Deze woorden blijven je altijd bij, maar na de stop trokken we verder met de kruiwagen, fietskar en reiswieg, over het bospad richting Wolfheze. Tot op een gegeven moment het bospad op de Wolfhezerweg uitkwam, ongeveer t.o. de Bilderberglaan. Vandaar uit hadden we gelukkig weer een verharde weg en ging het rechtsaf, weer richting Utrechtseweg want voor de nacht moesten we toch een
rustplaats zien te zoeken.
Wij liepen dus op de Wolfhezerweg en naderden het huis nr. 16, waar de kunstschilder Anton Markus woonde. Deze beste man kwam zijn huis uit en vroeg ons (Piet Koenders was onze woordvoerder) of wij al onderdak bij 'deze of gene' hadden, waarop Piet hoofdschuddend "nee" zei. Toen vroeg Markus met hoeveel personen we waren, waarop Piet antwoordde: "Met z'n veertienen". Markus zei toen: "Kom maar mee, ik heb net voldoende slaapplaatsen, meer kan ik niet herbergen". Hij troonde ons mee naar een grote villa, iets verder van zijn huis en wei op Wolfhezerweg nr.10, alwaar de matrassen voor ons klaar lagen. Hierop konden wij heerlijk tot rust komen, dankzij schilder Markus.

Hier hebben wij de Pinksterdagen van 12 en 13 mei doorgebracht en zijn daar gebleven, tot de capitulatie van het Nederlandse leger was getekend en wij op dinsdag 14 mei weer naar 'Schouwburcht' en villa 'LON" konden terugkeren.
Toen we aankwamen stonden de huisjes er nog, geweldig onder het stof en we konden meteen weer aan de slag om de rommel op te ruimen. De diepe kanonnen sporen in het aardappelveld hebben we laten zitten totdat in het najaar de aardappelen werden gerooid. Wei hebben we nog in angst gezeten over het lot van mijn vader. Oom Lamert Wennekes was n.l. vrijdag 17 mei weer thuis, maar m'n vader bleef weg en er werd al doorgegeven dat hij vermist werd. Gelukkig bleek het een misverstand, maar hij kwam pas op woensdag 22 mei boven water. Hij bleek dus met zijn onderdeel uit de Peel helemaal te zijn teruggetrokken via Brabant naar Vlaanderen in België.

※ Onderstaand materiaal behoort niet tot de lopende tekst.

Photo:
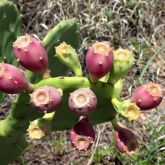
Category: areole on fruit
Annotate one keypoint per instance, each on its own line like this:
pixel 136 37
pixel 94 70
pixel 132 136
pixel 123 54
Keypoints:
pixel 147 96
pixel 46 99
pixel 12 80
pixel 99 60
pixel 82 101
pixel 31 54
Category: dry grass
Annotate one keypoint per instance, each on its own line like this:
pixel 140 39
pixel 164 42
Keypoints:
pixel 135 24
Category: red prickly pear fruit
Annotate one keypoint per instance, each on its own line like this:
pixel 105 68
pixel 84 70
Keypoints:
pixel 12 79
pixel 147 96
pixel 82 135
pixel 31 54
pixel 82 101
pixel 125 139
pixel 99 60
pixel 46 99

Daar werd hij krijgsgevangen gemaakt in St. Niklaas, ± 20 km ten westen van Antwerpen. Daar heeft hij een dag en een nacht op een voetbalveld gezeten. Later moesten ze zich van hun kleren ontdoen, kregen een overal en werden vrijgelaten. Zo heeft hij lopende en liftende de terugreis ondernomen. Bij een boer kreeg hij een jasje en kwam dus op 22 mei weer thuis.